It was a big week for Jack Dorsey, who started by turning heads on Wall Street and then headed to Hollywood with an unexpected music-streaming deal.
Dorsey’s payments company, Square, announced Monday that it now has a bank, Square Financial Services, which just got its charter approved. On Thursday, Dorsey announced that Square was taking a majority stake in Tidal, the music-streaming service backed by Jay-Z, for $297 million.
If there’s a theme around the moves, it’s controlled. Having its own bank allows Square more purchasing power in the financial world. And if Square does something with Tidal, which promised to give artists a bigger cut of the money produced by streaming, it will likely be about giving musicians more control over the revenue streams they create.
It also suggests Dorsey wants to diversify Square far beyond its original smartphone-swipe business. Already, he talks about Register and Cash App as two distinct businesses within Square. (Caviar was another until Square sold it to DoorDash.) Now Tidal joins the portfolio.
“Dorsey is flexing his muscles and expanding his tentacles into banking, crypto, and now the Jay-Z Tidal deal,” Wedbush analyst Daniel Ives told Protocol. Ives compared Dorsey to Tesla’s Elon Musk in the boldness of his ambitions.
Some disagreed: There was chatter that the deal was about Dorsey’s habit of hobnobbing with celebrities. He was famously photographed with Beyoncé, who is married to Jay-Z, last year. Square plans to name Jay-Z, a.k.a. Shawn Carter, to its board.
But Square’s push into banking is not about “white pillars in front of buildings and marble,” as Matt Harris, partner at Bain Capital Ventures, put it. Financial services are becoming a “lifestyle choice” for a new generation of consumers, he said.
It helps, then, that Cash App is part of the cultural lexicon of hip-hop. “One of the things Square has captured is the consumer business for a long time,” Harris said. “Their customer acquisition strategy for a long time has been urban. And Tidal is just a further step. A somewhat radical further step.”
Veteran tech analyst Michael Dortch of DortchOnIT saw the deal as more straightforward: Square can offer valuable services to musicians and artists in what has become a more complex entertainment market, and let them avoid “exploitation and unfair treatment” from the major labels, he said.
Artists often don’t get paid for three to six months after a song is streamed, because they have to wait for their label to get paid first. Square has the experience, but it’s not the only one that could address this problem.
“Maybe there’s an argument that Square will get in the middle of that to simplify payments so creators get paid more quickly,” said David Pakman, partner at Venrock. “That’s interesting and a bunch of people has tried to do that. But Spotify could do that on their own.”
Square’s bet on Tidal is unlikely to shake up the streaming world in the short term.

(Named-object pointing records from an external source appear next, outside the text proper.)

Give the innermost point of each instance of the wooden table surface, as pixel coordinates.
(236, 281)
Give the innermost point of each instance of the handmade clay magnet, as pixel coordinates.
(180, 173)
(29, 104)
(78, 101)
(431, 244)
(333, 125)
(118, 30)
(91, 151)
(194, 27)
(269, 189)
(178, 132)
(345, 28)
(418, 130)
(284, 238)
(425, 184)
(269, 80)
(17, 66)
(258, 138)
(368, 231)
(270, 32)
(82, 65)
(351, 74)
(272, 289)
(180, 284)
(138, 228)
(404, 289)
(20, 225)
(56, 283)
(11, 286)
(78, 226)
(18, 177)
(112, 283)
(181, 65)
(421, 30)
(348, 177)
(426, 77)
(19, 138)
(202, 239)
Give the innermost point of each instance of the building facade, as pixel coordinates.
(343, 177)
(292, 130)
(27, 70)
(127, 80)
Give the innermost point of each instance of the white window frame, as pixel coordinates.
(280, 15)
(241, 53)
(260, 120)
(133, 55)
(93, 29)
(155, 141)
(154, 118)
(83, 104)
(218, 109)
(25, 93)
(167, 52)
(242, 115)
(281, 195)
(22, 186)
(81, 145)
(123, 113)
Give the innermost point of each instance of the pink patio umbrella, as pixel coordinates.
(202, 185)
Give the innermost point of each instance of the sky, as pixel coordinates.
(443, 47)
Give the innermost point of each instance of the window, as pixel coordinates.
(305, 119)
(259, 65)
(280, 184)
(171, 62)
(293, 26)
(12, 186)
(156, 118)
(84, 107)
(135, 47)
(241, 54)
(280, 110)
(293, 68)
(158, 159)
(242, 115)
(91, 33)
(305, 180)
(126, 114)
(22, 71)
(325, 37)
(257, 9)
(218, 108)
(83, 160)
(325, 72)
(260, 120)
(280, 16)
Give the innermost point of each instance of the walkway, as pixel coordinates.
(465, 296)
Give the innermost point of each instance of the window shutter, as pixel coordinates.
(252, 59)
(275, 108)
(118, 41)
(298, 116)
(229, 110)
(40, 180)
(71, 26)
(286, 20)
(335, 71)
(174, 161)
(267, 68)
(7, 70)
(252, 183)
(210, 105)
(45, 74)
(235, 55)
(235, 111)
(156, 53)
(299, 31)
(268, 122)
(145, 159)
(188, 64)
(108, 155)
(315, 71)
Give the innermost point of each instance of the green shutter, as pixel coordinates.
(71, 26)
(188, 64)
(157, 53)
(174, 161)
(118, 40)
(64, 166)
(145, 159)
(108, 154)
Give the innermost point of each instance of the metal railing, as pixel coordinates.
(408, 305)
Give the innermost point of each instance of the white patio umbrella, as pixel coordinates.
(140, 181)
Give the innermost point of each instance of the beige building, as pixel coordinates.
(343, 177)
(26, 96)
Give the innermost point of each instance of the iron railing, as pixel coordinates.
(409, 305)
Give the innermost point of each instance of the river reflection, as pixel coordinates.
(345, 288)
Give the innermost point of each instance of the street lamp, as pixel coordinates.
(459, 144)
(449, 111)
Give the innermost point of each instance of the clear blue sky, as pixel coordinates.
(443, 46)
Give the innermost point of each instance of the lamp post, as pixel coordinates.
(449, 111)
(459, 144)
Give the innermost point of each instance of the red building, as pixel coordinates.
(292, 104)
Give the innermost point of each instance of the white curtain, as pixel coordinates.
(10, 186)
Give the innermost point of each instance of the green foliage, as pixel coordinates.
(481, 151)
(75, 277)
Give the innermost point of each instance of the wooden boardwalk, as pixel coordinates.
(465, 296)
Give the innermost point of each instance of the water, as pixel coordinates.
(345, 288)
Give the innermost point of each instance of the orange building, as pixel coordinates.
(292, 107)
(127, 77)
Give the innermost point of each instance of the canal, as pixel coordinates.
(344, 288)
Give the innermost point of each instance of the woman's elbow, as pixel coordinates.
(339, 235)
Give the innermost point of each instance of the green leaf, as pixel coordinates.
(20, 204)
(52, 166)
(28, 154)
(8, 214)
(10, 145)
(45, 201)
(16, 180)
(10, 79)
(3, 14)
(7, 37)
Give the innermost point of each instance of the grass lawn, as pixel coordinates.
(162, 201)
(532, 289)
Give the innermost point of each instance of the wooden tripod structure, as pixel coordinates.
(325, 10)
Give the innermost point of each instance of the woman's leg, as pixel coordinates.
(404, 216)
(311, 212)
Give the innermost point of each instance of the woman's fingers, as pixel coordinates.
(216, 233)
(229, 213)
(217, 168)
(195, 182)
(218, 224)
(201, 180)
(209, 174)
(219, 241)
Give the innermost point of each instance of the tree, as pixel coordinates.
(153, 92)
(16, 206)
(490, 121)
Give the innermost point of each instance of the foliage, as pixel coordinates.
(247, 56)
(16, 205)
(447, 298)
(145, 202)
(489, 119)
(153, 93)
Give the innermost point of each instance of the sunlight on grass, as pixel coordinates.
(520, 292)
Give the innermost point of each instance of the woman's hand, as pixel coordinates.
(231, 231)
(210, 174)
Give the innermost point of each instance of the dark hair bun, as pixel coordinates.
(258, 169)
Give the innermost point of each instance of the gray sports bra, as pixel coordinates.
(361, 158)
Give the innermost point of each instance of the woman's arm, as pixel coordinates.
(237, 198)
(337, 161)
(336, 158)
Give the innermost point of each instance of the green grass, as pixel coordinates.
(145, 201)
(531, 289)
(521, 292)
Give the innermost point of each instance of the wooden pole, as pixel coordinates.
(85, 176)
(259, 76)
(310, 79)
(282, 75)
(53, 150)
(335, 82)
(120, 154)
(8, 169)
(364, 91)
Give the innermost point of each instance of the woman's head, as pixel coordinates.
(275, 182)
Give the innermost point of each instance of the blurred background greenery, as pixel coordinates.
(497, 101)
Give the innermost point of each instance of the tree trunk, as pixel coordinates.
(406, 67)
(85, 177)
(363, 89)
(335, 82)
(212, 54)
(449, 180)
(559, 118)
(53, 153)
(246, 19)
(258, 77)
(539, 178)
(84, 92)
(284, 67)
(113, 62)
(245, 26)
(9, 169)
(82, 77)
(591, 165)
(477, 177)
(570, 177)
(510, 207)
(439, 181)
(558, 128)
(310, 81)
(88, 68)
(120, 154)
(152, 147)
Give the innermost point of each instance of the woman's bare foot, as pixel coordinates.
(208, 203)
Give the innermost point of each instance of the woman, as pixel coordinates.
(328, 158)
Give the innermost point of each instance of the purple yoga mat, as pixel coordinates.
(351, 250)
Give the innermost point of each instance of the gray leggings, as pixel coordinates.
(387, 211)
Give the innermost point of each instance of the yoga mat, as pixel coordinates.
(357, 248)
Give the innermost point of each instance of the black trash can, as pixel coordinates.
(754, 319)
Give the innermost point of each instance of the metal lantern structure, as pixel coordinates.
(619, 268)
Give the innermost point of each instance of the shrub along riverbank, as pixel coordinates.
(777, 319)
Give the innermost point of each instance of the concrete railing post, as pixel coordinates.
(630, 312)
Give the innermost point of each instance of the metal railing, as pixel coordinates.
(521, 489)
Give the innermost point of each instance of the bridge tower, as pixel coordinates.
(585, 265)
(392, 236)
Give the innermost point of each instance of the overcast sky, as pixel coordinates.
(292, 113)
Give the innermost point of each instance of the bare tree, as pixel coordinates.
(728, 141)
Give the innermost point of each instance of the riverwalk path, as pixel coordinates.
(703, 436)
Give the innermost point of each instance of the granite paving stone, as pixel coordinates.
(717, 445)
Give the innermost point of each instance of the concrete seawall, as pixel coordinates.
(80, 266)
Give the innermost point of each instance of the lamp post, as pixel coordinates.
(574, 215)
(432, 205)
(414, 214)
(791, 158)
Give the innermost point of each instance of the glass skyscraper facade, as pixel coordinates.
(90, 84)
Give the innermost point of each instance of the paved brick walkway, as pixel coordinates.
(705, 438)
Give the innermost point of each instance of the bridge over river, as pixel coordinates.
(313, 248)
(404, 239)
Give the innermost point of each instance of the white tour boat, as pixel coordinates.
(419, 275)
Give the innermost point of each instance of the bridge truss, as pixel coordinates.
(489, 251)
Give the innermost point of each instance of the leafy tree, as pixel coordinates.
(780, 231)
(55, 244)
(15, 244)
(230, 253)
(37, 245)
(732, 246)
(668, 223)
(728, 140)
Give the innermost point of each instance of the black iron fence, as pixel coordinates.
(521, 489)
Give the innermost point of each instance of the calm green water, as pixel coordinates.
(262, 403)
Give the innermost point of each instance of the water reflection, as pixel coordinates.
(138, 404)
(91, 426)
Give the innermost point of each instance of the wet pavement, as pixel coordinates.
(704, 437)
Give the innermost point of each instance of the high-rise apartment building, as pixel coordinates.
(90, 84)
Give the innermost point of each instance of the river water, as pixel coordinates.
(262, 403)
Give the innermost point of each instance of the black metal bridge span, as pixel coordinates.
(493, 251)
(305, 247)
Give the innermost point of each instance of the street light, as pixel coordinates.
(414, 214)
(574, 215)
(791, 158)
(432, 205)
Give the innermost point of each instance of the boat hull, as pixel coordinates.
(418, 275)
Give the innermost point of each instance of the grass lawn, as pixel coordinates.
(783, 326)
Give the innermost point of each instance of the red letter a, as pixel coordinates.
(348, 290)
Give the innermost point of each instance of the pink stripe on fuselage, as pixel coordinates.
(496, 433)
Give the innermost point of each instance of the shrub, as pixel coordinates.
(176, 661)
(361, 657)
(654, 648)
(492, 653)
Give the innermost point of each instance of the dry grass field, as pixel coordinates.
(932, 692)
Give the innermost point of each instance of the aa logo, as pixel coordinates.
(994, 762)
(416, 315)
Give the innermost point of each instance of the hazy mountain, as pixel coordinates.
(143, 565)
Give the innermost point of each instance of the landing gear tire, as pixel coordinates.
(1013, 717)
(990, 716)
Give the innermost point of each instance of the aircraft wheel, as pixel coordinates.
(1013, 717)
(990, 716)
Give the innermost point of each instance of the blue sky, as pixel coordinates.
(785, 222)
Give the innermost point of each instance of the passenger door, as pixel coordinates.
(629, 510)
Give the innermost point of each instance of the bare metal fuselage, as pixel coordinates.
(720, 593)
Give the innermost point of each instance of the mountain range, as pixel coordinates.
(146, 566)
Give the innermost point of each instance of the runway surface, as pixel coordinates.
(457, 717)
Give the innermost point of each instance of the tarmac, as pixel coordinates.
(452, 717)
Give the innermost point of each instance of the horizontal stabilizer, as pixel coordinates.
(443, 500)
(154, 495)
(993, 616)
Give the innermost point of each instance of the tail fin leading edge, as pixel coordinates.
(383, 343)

Tidal has not released any subscriber numbers for some time, but data shared by online music wholesaler CD Baby suggests that the service is little more than an also-ran. CD Baby, which distributes the music of 800,000 independent artists, receives 40% of its digital revenue from Spotify, with Apple Music accounting for 18%. Tidal, Deezer, Napster, and other third-tier services together make up just 8% of CD Baby’s digital revenue.
Dorsey and Jay-Z both said Thursday that the Tidal link-up extended well beyond streaming.
“Square created ecosystems of tools for sellers and individuals, and we’ll do the same for artists,” Dorsey wrote in a tweet thread. “We’ll work on entirely new listening experiences to bring fans closer together, simple integrations for merch sales, modern collaboration tools, and new complementary revenue streams.”